Word-Specific Phase Similarity between Recall and TMR

We focused our analysis on the single-cue TMR condition. Thus, we tested whether content-specific features of memories would be shared between recall before and single-word TMR during sleep, indicating that TMR during sleep leads to the reactivation of those properties. Phase similarity was assessed for the very same words between recall2 and TMR (i.e., similarity [word_{a, recall2}, word_{a, TMR};…]), separately for each condition (remembered and non-remembered), and contrasted. Retrieval success after TMR determined the assignment of words to condition (see Figure S2K for contrasts being determined by retrieval success in both recall2 and TMR). Phase similarity was contrasted between pairs of successfully acquired memories against an equal number of pairs lacking a stable memory trace. The analysis was restricted to 5 Hz and those electrodes (83 electrodes) that showed the phase similarity effect during wake recall.

We determined phase similarity with the single-trial phase-locking value (S-PLV) (Lachaux et al., 2000; see Supplemental Experimental Procedures). To account for the fact that reactivation processes associated with TMR during sleep might be non-time-locked to the cue, a sliding window approach was utilized. Phase similarity was determined between the 1-s time window from recall2 and each 1-s time window around consecutive time point in the TMR interval (also see Supplemental Experimental Procedures).

The pre-stimulus interval between −500 ms and 0 ms was used as padding to slide the recall window into TMR episodes. This procedure resulted in a single value of phase similarity for every time point and electrode at TMR for any given trial combination. Similarity values thus characterize the similarity of the surrounding 1-s window during TMR to the 1-s time window from recall2. Due to the length of our TMR data segments (ranging to 3 s after stimulus onset) and the 1-s width of the sliding time window (from retrieval), robust similarity values could be obtained up to 2.5 s after cue presentation (for analogous analyses ranging from −500 ms to 3,500 ms, see Figures S3A–S3E).

Next, we explored the time course of reactivation processes during sleep. Electrodes derived from the 5 Hz cluster displaying the significant difference were averaged and subjected to a series of post hoc t tests between remembered and non-remembered combinations for every time point of sleep cueing. We repeated the sliding time window analysis using the same electrodes but varying time windows from the pre-sleep recall. This allowed us to evaluate similarity between every time point of recall and TMR, given an uncertainty of ±500 ms. Afterward, the differences of all combinations were averaged across electrodes. Two control frequencies (3 Hz and 8 Hz) were tested to estimate the frequency specificity.

As TMR during sleep seemed to have triggered reactivation processes in a recurrent fashion, we evaluated whether the similarity measures would fluctuate at a certain frequency (“TMR-spectrum”). We performed a spectral analysis of the time course of the phase similarity differences (for details, see Supplemental Experimental Procedures).

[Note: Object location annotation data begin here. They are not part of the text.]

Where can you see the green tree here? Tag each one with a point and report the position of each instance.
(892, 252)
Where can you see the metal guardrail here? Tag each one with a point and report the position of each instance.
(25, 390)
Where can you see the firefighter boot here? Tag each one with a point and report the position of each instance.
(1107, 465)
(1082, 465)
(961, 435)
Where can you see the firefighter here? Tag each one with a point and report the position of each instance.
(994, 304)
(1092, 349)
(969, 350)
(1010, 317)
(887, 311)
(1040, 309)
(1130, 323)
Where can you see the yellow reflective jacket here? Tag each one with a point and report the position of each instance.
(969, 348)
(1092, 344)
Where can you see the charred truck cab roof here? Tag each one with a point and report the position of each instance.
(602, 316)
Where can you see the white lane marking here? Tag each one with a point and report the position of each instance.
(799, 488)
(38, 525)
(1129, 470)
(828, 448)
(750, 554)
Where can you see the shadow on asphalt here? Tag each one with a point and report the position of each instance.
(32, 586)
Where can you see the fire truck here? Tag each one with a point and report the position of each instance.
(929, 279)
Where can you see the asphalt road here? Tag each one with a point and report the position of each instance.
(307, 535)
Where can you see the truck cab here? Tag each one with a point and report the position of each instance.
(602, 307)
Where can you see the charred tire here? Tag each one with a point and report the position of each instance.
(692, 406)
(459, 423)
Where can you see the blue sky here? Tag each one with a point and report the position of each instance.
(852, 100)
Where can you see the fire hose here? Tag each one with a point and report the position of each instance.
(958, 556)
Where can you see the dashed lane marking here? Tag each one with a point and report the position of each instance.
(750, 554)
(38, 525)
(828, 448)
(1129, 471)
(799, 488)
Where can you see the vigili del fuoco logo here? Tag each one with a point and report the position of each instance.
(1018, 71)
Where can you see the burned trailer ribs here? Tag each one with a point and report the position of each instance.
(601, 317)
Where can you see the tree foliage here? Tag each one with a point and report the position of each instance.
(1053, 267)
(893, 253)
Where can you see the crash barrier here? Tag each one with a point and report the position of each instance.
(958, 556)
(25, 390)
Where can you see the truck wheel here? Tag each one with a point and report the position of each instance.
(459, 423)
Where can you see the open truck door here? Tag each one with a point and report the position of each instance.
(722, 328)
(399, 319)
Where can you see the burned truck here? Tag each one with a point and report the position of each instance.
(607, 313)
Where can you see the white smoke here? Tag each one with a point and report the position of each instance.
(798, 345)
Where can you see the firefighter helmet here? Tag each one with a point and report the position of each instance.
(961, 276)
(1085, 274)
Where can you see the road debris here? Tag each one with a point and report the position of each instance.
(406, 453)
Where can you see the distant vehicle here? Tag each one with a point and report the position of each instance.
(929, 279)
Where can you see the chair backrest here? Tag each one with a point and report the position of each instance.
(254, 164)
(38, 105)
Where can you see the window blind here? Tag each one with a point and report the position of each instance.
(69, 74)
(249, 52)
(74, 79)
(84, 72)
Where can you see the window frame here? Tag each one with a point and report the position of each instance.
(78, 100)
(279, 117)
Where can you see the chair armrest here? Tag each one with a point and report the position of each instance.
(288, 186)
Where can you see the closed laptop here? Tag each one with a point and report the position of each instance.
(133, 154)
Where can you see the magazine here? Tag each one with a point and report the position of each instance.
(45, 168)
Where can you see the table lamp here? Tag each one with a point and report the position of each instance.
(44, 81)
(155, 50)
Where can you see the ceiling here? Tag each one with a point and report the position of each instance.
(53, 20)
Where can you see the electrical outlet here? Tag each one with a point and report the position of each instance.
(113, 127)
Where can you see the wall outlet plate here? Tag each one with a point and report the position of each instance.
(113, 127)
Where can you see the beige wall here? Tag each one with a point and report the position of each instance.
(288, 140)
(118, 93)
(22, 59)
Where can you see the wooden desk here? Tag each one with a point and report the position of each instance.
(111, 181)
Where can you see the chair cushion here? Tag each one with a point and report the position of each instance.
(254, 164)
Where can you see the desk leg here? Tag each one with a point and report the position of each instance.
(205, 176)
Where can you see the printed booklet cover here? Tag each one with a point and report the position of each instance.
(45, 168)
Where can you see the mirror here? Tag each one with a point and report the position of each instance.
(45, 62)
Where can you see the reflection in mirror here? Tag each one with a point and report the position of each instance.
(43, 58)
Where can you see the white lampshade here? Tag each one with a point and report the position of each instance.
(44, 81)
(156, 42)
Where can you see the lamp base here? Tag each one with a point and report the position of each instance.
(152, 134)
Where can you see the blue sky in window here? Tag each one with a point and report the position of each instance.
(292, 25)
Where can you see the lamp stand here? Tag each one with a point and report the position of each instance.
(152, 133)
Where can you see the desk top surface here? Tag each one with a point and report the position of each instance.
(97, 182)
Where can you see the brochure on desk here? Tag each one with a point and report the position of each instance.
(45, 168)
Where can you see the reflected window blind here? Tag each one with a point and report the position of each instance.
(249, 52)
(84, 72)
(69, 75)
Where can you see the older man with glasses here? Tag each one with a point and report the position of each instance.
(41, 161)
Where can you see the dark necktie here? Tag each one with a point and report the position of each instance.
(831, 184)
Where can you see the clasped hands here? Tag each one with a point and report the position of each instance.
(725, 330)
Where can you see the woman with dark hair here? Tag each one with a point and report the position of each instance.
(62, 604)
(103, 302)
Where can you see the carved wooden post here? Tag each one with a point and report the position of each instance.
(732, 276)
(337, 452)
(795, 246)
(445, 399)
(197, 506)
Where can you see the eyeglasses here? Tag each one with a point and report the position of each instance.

To evaluate whether our similarity measures between recall2 and TMR were influenced by the similarity in perceptual processing, we assessed the phase similarity between learning and TMR. To test whether power differences might have biased the phase estimation, the same control analyses as for the retrieval data were applied. Finally, we tested whether presenting an additional stimulus in the word-pair TMR condition might have interfered with ongoing reactivation processes (Schreiner et al., 2015). Phase similarity was assessed between recall and word-pair TMR in the same way as for the main analysis.

Source Estimation

To estimate the sources of the obtained effects of a virtual electrode approach, we applied the DICS beamforming method (Gross et al., 2001), as implemented in FieldTrip (Oostenveld et al., 2011; see Supplemental Experimental Procedures).

Statistics

Recall-Specific Phase Similarity

Statistical testing of differences in phase similarity between remembered and non-remembered words of recall1 and recall2 was accomplished using a cluster-based nonparametric permutation approach (Maris and Oostenveld, 2007; for details, see Supplemental Experimental Procedures). To estimate the time course and the topographical distribution of the peak frequency, effects at 5 Hz were tested specifically using the same procedure as above against a one-sided distribution (controlling for multiple comparisons in time and space).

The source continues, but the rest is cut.